Compass - Summer 1999, Vol. 1, No. 2

Physician Assistant and Nurse Practitioner Reimbursement

The Balanced Budget Act of 1997 allowed Medicare Part B direct billing by Physician Assistants (PAs) and Nurse Practitioners (NPs). Reimbursement is set at 85% of the Physician Fee Schedule effective January 1, 1998.

Many PAs and NPs can qualify both as independent practitioners, and as Non-Physician Providers (NPPs) providing services “incident to” physician services. Often physician practices have continued to bill the services of NPPs as “incident to” those provided by physicians. However, this is not always the most advantageous method for reimbursement. There are limitations to “incident to” billing and all the requirements must be met in order to properly bill under this provision. Coding for “incident to” services is limited to the lowest established office service, 99211. And, while claim assignment is not required under the “incident to” provision since the claim is submitted under the physician’s provider number, payment is restricted to this level of service.

Initiation of “direct billing” for NPPs, however, is also not without difficulties.
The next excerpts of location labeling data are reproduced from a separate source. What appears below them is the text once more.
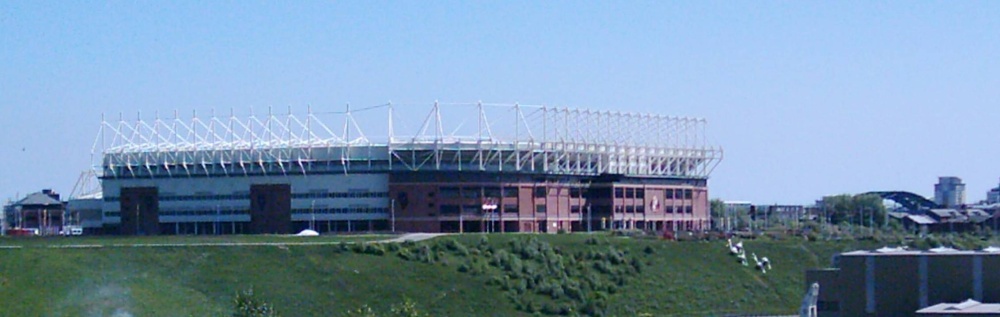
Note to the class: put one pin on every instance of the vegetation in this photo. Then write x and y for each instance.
(247, 304)
(864, 210)
(492, 275)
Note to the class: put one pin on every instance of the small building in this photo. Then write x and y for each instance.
(968, 308)
(949, 192)
(42, 210)
(85, 211)
(919, 223)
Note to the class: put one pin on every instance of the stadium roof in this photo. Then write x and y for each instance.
(464, 137)
(38, 199)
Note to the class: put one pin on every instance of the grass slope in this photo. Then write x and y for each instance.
(679, 278)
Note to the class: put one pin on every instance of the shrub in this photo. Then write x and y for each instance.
(247, 304)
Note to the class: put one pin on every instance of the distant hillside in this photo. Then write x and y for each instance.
(494, 275)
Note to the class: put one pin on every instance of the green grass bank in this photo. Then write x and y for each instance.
(481, 275)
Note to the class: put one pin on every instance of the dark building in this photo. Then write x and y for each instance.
(537, 169)
(41, 210)
(898, 282)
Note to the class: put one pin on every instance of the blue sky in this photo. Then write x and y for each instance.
(806, 98)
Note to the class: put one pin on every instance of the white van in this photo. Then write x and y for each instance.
(72, 231)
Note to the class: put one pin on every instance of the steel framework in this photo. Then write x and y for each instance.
(453, 137)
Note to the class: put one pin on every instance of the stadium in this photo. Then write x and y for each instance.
(404, 168)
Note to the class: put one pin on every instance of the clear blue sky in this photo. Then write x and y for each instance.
(807, 98)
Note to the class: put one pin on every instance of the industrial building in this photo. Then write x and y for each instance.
(900, 282)
(438, 168)
(949, 192)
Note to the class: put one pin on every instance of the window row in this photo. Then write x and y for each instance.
(347, 210)
(246, 196)
(476, 192)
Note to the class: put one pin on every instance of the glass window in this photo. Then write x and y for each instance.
(540, 191)
(510, 191)
(471, 192)
(449, 210)
(574, 193)
(449, 192)
(510, 208)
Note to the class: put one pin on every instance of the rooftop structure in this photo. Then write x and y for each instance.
(949, 192)
(899, 281)
(431, 167)
(483, 137)
(967, 308)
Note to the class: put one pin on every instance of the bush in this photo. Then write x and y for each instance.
(247, 304)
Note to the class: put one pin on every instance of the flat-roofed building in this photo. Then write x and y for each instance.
(519, 169)
(899, 282)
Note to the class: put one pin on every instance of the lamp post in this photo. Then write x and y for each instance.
(590, 218)
(137, 207)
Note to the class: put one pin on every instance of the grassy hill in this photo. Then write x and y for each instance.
(449, 276)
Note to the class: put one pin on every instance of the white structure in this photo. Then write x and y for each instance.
(949, 192)
(202, 168)
(993, 196)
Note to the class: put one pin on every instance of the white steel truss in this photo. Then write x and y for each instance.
(448, 137)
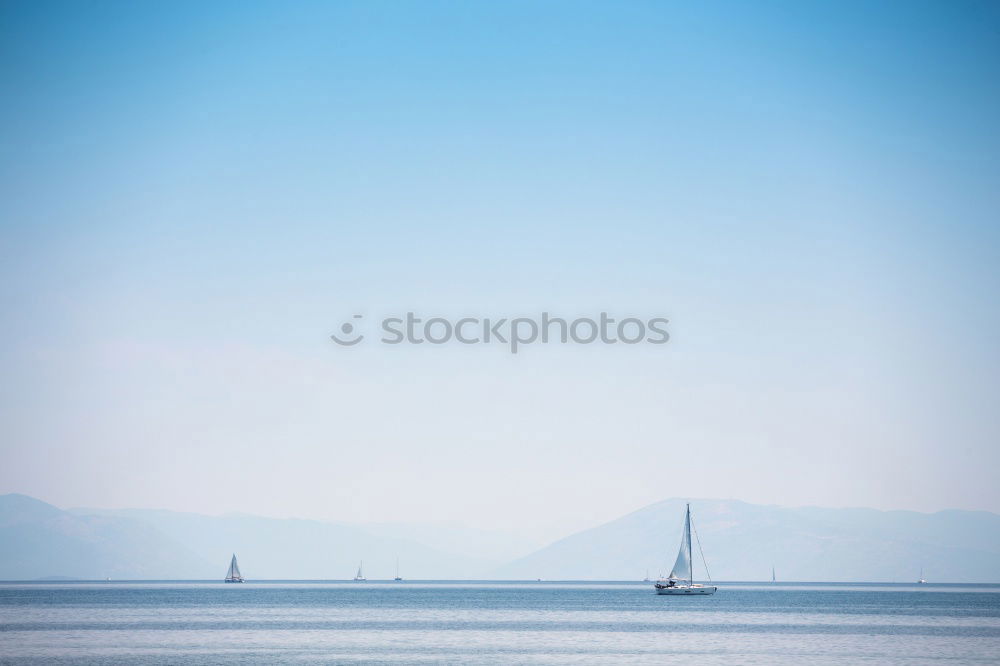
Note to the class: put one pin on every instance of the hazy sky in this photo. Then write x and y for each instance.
(193, 198)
Provider numbers must be obtained prior to initiation of billing. The Medicare carrier has published conflicting information about the need to include or exclude the appropriate modifiers that have been appended to service coding in the past. There is confusing information about the inclusion or exclusion of NPPs into physician billing group numbers for billing purposes. Payment from the Medicare program is always made on an assigned basis for PAs and NPs.

The key deciding factor as to whether the services of the NPPs may be submitted for payment is to remember that “incident to” and direct professional billing may not be submitted if the facility, or any other provider, is receiving payment for furnishing the same services. This is considered duplicate billing, and is in direct violation of federal regulations. A word of caution – any inaccurate reporting of services, such as qualification of the provider, employment relationship, or the wrong place of service may qualify as a false claim.

Requirements for PA Reimbursement
Medicare will directly reimburse for PA services performed in accordance with state law. There is no restriction as to the place of service.

The physician supervisor, while not required to be present with the PA while the service is performed unless required by state law, must be primarily responsible for the overall management and direction of the PAs professional activities. The physician supervisor must be immediately available by some form of reliable communication.

Claims submitted for PA services must be reported with the PAs provider identification number (PIN). All claims, whether billed directly under the PA's PIN or “incident to” must include the correct PIN per line of coding. This will ensure correct payment by the carrier.

As recently as April 1999, the Medicare carrier has published regulations that state that NPPs do not have to include identifying modifiers for services provided, with the exception of the “AS” modifier which indicates that a surgical procedure was performed by a PA.

NP Reimbursement
Medicare will directly reimburse those services that an NP is legally authorized by state law to perform. As with PAs, there is no limitation to the place of service or where the services may be performed. NPs are required to collaborate with a physician in order to deliver services within the scope of professional expertise. The collaborating physician does not have to be physically present during the service performed by the NP, but must be immediately available for communication as necessary.

All NPs must have PINs whether the claims are submitted as “incident to” or for direct reimbursement.